3 Comments leave one →
  1. September 20, 2011 9:54 pm

    First of all, great post.

    My brother is very wise. He is a philospher/writer and works as a manager at a performing arts center in a great city. He doesn’t own a car, has a small amount of debt (unfortunately, you can’t live and enjoy this world without a little debt, at least the way it is currently structured), and his work schedule is very flexible so that he has strings of days off to pursue his writing endeavours. He does have a strain of selfishness, but his gift to the rest of us is his writing. He reminds me of my favorite musician and composer — Beethoven. Although Beethooven struggled to get along with other human beings and could be seen as self absorbed and selfish, the music he created for himself and his audience, the public, was from a another world. If you have never heard the Ninth Symphony, you are missing a real treat.

    My grandfather was another wise man. He was a science teacher and football coach. He was never rich but was independent. He was fascinated with the universe. He taught me three important lessons.

    1. I became a teacher because I felt like I could make a difference in other peoples lives.

    2 Look in the mirror and see if you like the person looking back at you.
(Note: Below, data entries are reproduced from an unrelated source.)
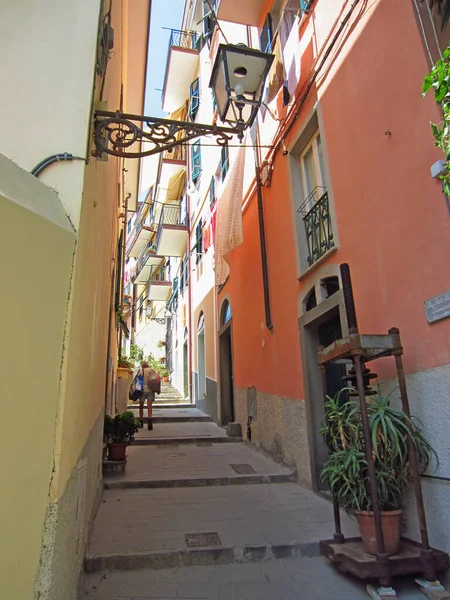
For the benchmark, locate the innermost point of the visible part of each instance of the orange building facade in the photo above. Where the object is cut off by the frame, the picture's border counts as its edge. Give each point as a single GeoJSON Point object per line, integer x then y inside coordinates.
{"type": "Point", "coordinates": [349, 182]}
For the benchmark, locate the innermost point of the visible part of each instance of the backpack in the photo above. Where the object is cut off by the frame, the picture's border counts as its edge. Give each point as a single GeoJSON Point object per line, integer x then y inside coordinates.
{"type": "Point", "coordinates": [136, 387]}
{"type": "Point", "coordinates": [154, 382]}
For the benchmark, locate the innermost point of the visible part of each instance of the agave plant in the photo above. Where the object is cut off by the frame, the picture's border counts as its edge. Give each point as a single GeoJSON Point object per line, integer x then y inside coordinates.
{"type": "Point", "coordinates": [346, 471]}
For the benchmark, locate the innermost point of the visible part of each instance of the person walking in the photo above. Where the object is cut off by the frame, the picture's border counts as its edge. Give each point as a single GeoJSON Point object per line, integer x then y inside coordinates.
{"type": "Point", "coordinates": [152, 385]}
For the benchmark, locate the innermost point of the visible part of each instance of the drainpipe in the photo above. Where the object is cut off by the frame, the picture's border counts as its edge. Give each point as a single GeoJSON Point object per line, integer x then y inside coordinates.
{"type": "Point", "coordinates": [262, 238]}
{"type": "Point", "coordinates": [189, 319]}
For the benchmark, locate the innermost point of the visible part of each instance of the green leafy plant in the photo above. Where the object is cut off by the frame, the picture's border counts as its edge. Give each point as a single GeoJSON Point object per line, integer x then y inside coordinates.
{"type": "Point", "coordinates": [438, 80]}
{"type": "Point", "coordinates": [121, 428]}
{"type": "Point", "coordinates": [346, 470]}
{"type": "Point", "coordinates": [136, 353]}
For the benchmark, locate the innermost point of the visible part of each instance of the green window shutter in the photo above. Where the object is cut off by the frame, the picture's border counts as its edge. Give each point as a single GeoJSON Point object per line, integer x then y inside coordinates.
{"type": "Point", "coordinates": [305, 5]}
{"type": "Point", "coordinates": [224, 162]}
{"type": "Point", "coordinates": [194, 98]}
{"type": "Point", "coordinates": [212, 191]}
{"type": "Point", "coordinates": [265, 36]}
{"type": "Point", "coordinates": [196, 161]}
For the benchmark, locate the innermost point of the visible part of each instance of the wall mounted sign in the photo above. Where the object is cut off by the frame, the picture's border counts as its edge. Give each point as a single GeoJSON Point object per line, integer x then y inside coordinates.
{"type": "Point", "coordinates": [437, 308]}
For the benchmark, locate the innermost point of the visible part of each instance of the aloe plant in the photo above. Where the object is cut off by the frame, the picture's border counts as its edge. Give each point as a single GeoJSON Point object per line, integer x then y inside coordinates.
{"type": "Point", "coordinates": [346, 470]}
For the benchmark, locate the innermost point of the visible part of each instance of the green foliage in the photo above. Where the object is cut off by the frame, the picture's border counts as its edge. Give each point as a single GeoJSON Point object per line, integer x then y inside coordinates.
{"type": "Point", "coordinates": [346, 470]}
{"type": "Point", "coordinates": [121, 428]}
{"type": "Point", "coordinates": [438, 80]}
{"type": "Point", "coordinates": [136, 353]}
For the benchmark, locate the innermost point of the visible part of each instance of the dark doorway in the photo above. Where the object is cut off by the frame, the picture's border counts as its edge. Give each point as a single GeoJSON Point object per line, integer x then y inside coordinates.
{"type": "Point", "coordinates": [226, 366]}
{"type": "Point", "coordinates": [185, 372]}
{"type": "Point", "coordinates": [329, 332]}
{"type": "Point", "coordinates": [320, 326]}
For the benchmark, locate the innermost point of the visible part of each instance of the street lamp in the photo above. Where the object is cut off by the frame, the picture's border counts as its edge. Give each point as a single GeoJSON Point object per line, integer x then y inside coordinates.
{"type": "Point", "coordinates": [237, 81]}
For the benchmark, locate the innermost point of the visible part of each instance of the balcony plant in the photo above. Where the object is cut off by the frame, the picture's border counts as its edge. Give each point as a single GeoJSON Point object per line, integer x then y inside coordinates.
{"type": "Point", "coordinates": [119, 433]}
{"type": "Point", "coordinates": [346, 468]}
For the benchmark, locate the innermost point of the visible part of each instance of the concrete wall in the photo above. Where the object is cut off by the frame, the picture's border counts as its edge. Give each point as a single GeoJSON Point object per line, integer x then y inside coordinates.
{"type": "Point", "coordinates": [52, 49]}
{"type": "Point", "coordinates": [428, 393]}
{"type": "Point", "coordinates": [61, 281]}
{"type": "Point", "coordinates": [38, 245]}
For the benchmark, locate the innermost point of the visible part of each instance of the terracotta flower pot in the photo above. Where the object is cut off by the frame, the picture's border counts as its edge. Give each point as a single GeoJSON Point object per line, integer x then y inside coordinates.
{"type": "Point", "coordinates": [117, 451]}
{"type": "Point", "coordinates": [390, 524]}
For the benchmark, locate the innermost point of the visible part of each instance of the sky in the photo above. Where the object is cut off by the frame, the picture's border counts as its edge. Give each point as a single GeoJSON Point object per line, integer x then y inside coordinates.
{"type": "Point", "coordinates": [165, 13]}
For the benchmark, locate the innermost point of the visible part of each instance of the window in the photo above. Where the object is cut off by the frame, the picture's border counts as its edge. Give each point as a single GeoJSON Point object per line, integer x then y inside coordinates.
{"type": "Point", "coordinates": [305, 5]}
{"type": "Point", "coordinates": [201, 356]}
{"type": "Point", "coordinates": [208, 22]}
{"type": "Point", "coordinates": [212, 191]}
{"type": "Point", "coordinates": [225, 313]}
{"type": "Point", "coordinates": [265, 36]}
{"type": "Point", "coordinates": [224, 162]}
{"type": "Point", "coordinates": [198, 246]}
{"type": "Point", "coordinates": [196, 162]}
{"type": "Point", "coordinates": [315, 220]}
{"type": "Point", "coordinates": [194, 99]}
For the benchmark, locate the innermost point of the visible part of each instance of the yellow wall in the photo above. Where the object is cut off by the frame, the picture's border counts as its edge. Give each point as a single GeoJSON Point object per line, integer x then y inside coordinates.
{"type": "Point", "coordinates": [37, 252]}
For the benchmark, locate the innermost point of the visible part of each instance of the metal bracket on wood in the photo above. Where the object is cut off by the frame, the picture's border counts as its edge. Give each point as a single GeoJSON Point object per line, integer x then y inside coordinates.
{"type": "Point", "coordinates": [433, 590]}
{"type": "Point", "coordinates": [381, 593]}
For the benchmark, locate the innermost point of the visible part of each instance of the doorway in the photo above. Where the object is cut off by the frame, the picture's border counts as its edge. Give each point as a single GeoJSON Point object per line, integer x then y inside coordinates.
{"type": "Point", "coordinates": [185, 370]}
{"type": "Point", "coordinates": [323, 321]}
{"type": "Point", "coordinates": [226, 366]}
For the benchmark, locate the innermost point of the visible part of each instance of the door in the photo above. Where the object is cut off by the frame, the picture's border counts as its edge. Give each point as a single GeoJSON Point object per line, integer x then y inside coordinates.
{"type": "Point", "coordinates": [185, 371]}
{"type": "Point", "coordinates": [226, 377]}
{"type": "Point", "coordinates": [329, 332]}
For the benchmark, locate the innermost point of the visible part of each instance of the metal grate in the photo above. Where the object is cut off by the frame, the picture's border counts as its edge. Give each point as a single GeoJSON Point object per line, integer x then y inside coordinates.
{"type": "Point", "coordinates": [202, 540]}
{"type": "Point", "coordinates": [243, 469]}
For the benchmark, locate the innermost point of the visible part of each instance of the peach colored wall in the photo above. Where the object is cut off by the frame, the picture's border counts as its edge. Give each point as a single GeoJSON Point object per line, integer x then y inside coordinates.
{"type": "Point", "coordinates": [393, 225]}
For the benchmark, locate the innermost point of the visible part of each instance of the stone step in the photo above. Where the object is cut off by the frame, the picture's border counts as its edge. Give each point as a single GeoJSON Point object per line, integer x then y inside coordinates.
{"type": "Point", "coordinates": [163, 441]}
{"type": "Point", "coordinates": [112, 484]}
{"type": "Point", "coordinates": [194, 557]}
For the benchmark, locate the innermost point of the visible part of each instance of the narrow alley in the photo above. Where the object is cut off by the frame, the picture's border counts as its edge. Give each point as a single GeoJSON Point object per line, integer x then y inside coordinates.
{"type": "Point", "coordinates": [199, 515]}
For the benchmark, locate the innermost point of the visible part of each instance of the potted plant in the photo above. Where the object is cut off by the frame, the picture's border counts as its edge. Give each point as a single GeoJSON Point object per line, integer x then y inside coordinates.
{"type": "Point", "coordinates": [346, 468]}
{"type": "Point", "coordinates": [119, 432]}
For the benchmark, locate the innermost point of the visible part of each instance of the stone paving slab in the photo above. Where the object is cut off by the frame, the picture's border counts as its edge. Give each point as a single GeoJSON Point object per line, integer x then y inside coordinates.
{"type": "Point", "coordinates": [157, 520]}
{"type": "Point", "coordinates": [288, 579]}
{"type": "Point", "coordinates": [160, 463]}
{"type": "Point", "coordinates": [174, 430]}
{"type": "Point", "coordinates": [176, 415]}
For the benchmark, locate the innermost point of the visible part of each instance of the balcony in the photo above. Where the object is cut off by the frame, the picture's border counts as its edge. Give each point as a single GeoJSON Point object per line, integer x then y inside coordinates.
{"type": "Point", "coordinates": [147, 260]}
{"type": "Point", "coordinates": [171, 238]}
{"type": "Point", "coordinates": [141, 232]}
{"type": "Point", "coordinates": [315, 212]}
{"type": "Point", "coordinates": [159, 287]}
{"type": "Point", "coordinates": [250, 12]}
{"type": "Point", "coordinates": [181, 67]}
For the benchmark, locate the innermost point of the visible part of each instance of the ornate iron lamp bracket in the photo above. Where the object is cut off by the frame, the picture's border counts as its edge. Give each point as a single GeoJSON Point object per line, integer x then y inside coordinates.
{"type": "Point", "coordinates": [117, 134]}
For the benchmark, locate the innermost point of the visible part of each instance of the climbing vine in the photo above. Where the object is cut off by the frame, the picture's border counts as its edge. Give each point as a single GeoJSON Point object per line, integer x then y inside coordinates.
{"type": "Point", "coordinates": [439, 81]}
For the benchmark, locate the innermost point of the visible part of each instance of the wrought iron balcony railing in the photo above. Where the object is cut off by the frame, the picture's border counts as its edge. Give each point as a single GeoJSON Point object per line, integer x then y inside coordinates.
{"type": "Point", "coordinates": [317, 220]}
{"type": "Point", "coordinates": [176, 153]}
{"type": "Point", "coordinates": [183, 39]}
{"type": "Point", "coordinates": [159, 274]}
{"type": "Point", "coordinates": [171, 214]}
{"type": "Point", "coordinates": [143, 256]}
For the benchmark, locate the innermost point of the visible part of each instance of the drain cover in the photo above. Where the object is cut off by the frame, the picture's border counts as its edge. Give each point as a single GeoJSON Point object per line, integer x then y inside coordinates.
{"type": "Point", "coordinates": [202, 540]}
{"type": "Point", "coordinates": [243, 469]}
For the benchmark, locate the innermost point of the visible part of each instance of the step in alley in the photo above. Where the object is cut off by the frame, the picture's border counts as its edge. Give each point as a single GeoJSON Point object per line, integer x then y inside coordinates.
{"type": "Point", "coordinates": [198, 515]}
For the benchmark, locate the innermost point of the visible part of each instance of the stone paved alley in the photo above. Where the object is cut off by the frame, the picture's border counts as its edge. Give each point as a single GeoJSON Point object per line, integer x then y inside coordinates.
{"type": "Point", "coordinates": [182, 482]}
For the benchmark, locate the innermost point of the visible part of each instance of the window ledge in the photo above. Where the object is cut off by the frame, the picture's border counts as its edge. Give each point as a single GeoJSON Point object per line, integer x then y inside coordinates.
{"type": "Point", "coordinates": [321, 260]}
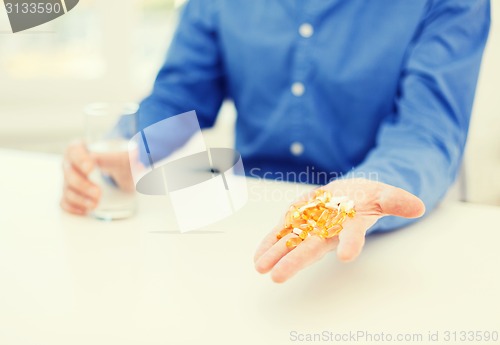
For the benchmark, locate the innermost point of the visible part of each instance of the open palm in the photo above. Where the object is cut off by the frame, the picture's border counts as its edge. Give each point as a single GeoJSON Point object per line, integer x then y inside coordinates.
{"type": "Point", "coordinates": [372, 200]}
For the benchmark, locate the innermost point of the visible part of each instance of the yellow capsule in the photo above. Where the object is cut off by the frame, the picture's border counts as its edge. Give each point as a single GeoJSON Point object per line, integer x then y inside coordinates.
{"type": "Point", "coordinates": [322, 219]}
{"type": "Point", "coordinates": [296, 223]}
{"type": "Point", "coordinates": [283, 233]}
{"type": "Point", "coordinates": [323, 233]}
{"type": "Point", "coordinates": [306, 227]}
{"type": "Point", "coordinates": [334, 230]}
{"type": "Point", "coordinates": [293, 242]}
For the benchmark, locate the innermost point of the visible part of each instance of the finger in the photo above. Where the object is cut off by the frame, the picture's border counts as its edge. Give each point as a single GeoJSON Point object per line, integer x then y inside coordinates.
{"type": "Point", "coordinates": [306, 253]}
{"type": "Point", "coordinates": [79, 157]}
{"type": "Point", "coordinates": [71, 208]}
{"type": "Point", "coordinates": [398, 202]}
{"type": "Point", "coordinates": [75, 199]}
{"type": "Point", "coordinates": [118, 167]}
{"type": "Point", "coordinates": [271, 257]}
{"type": "Point", "coordinates": [78, 182]}
{"type": "Point", "coordinates": [351, 241]}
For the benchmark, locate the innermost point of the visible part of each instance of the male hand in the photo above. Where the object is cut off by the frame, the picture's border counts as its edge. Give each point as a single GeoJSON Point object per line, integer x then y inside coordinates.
{"type": "Point", "coordinates": [80, 194]}
{"type": "Point", "coordinates": [372, 200]}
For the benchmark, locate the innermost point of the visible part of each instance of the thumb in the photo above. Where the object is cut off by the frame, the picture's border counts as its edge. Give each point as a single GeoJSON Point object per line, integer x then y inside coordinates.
{"type": "Point", "coordinates": [398, 202]}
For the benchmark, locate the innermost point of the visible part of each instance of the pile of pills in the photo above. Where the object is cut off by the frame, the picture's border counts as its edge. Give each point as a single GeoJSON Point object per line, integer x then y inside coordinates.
{"type": "Point", "coordinates": [321, 216]}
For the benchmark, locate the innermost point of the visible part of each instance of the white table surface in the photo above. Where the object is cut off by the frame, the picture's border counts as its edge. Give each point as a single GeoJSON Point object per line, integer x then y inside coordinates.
{"type": "Point", "coordinates": [71, 280]}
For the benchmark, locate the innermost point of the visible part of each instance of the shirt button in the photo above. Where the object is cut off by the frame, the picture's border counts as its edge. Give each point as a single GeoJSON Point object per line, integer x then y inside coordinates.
{"type": "Point", "coordinates": [306, 30]}
{"type": "Point", "coordinates": [296, 148]}
{"type": "Point", "coordinates": [298, 89]}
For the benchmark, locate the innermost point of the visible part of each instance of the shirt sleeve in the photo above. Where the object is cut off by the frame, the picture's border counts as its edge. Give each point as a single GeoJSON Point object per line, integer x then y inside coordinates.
{"type": "Point", "coordinates": [191, 77]}
{"type": "Point", "coordinates": [420, 145]}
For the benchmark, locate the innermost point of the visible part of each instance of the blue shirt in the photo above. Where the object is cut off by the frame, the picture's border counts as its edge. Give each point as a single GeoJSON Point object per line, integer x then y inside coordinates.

    3. When ever you are getting a bit full of yourself, go outside on a dark clear night and look at the stars.

    • roese permalink*
      September 22, 2011 2:41 pm

      I’ve had a hard time thinking of a wise person I know personally. I think I am being too exacting in my definition. Like you said, even the wise people we know might struggle with a flaw or two.

      Great advice about the looking at the stars. I took an intro astronomy class as a freshman, which my friend said should be a pre-requisite to deflate the heads of incoming students. Every class was a ‘mind is now blown’ experience. I like to go outside and imagine falling into the sky. Perspective on your life and your troubles is a good thing.

  2. September 23, 2011 1:12 am

    LOL…the universe is humbling but should also be a means or setting direction. Unfortunately, humbleness is not currently a rewarded trait. Keep on writing…enjoyed your post.